I don’t think I’m describing what I have correctly. I was told it was a french drain, but it has about a inch gap between the cement floor and the wall. This gap runs the entire perimeter of the basement. In some areas in this gap, I can see debris in there. I fear that this debris has accumulated over time and is causing some of the water from there to over flow and get on the floor in a specific spot. So as you can see, this isn’t completely covered by the concrete floor, there is a gap.
The basement has two sump pumps and they are working fine discharging the water. The levels in the sump pump pits are kept down at a safe level.

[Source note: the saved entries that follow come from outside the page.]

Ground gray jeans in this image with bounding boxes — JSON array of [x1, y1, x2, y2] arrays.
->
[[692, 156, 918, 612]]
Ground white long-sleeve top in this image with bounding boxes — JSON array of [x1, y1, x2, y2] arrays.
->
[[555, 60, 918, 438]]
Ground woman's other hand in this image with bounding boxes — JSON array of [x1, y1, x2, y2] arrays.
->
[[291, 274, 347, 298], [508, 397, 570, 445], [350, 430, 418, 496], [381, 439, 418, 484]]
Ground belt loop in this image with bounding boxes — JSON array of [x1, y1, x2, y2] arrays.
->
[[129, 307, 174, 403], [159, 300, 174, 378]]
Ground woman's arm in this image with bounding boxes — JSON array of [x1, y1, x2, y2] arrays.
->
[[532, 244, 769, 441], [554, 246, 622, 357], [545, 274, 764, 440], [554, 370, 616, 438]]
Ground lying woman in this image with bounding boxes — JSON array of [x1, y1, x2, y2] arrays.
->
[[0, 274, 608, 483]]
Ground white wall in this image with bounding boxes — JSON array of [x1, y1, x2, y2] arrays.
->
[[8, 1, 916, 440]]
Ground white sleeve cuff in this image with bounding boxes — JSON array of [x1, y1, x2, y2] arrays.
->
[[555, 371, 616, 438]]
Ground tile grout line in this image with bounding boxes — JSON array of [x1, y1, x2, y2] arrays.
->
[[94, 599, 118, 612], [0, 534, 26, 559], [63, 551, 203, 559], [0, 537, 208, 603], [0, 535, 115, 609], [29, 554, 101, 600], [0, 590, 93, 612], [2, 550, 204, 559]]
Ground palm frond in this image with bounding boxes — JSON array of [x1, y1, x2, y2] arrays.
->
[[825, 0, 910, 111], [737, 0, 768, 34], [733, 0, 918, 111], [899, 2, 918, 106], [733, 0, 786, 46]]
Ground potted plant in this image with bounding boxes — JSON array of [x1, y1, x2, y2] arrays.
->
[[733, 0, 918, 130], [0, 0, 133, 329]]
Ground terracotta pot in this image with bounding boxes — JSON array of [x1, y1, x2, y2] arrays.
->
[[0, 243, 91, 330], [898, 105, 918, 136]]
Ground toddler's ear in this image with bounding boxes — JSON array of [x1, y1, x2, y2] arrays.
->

I was thinking of getting a shopvac and vacuuming the gap of the french drains out. I get the impression the previous owner might have swept the floors into this gap. Or maybe over time stuff is just collecting in there.
There should have been grates over that gap, or a physical barrier to keep debris from washing in. Cleaning it with a shop vac is a good idea.
I should mention, some parts of the basement the gap is kinda of protected(?) by a sheet of metal. It looks to be fasten(?) to the floor and behind it I can see the gap. But these metal sheets look worn, so I don’t know how effective they are. But now that I think about it, the problem where water is flowing a little out is where these metal sheets aren’t installed and I can see the gap has debris on it.
Does it make sense that the debris in the gap in there is preventing the water from draining out to the sump pump properly in these specific sections, which is why under a very heavy rain we had recently some water is on the floor?
Not easy to say. The debris could be impeding water flow so that the pump can’t keep up. It may have blocked some section so it doesn’t drain directly and instead the water has to rise above floor level to flow to an unobstructed section. I have the same issue around the sump hole in my basement, I made a dam of dry laid bricks to keep debris from floating in and clogging up the pump. Try a good cleaning and see if things get better. If not you may have to scrape out the channel. Is the channel filled with gravel?
Yes, the bottom of the channel looks like it has gravel in it. At least it does in those sections where it isn’t filled with debris. So I’m assuming after I vacuum out the debris with the shopvac, I will see the gravel underneath it.
I’m concerned that while vacuuming out just the debris it doesn’t include the gravel. But I guess worse case, I could buy more gravel and replace what is there if it doesn’t separate while vacuuming it out.
I guess to determine how much gravel might need to be added back after cleaning, I should examine those areas which have no problem and no debris to see what level of gravel is there to use it as a role model.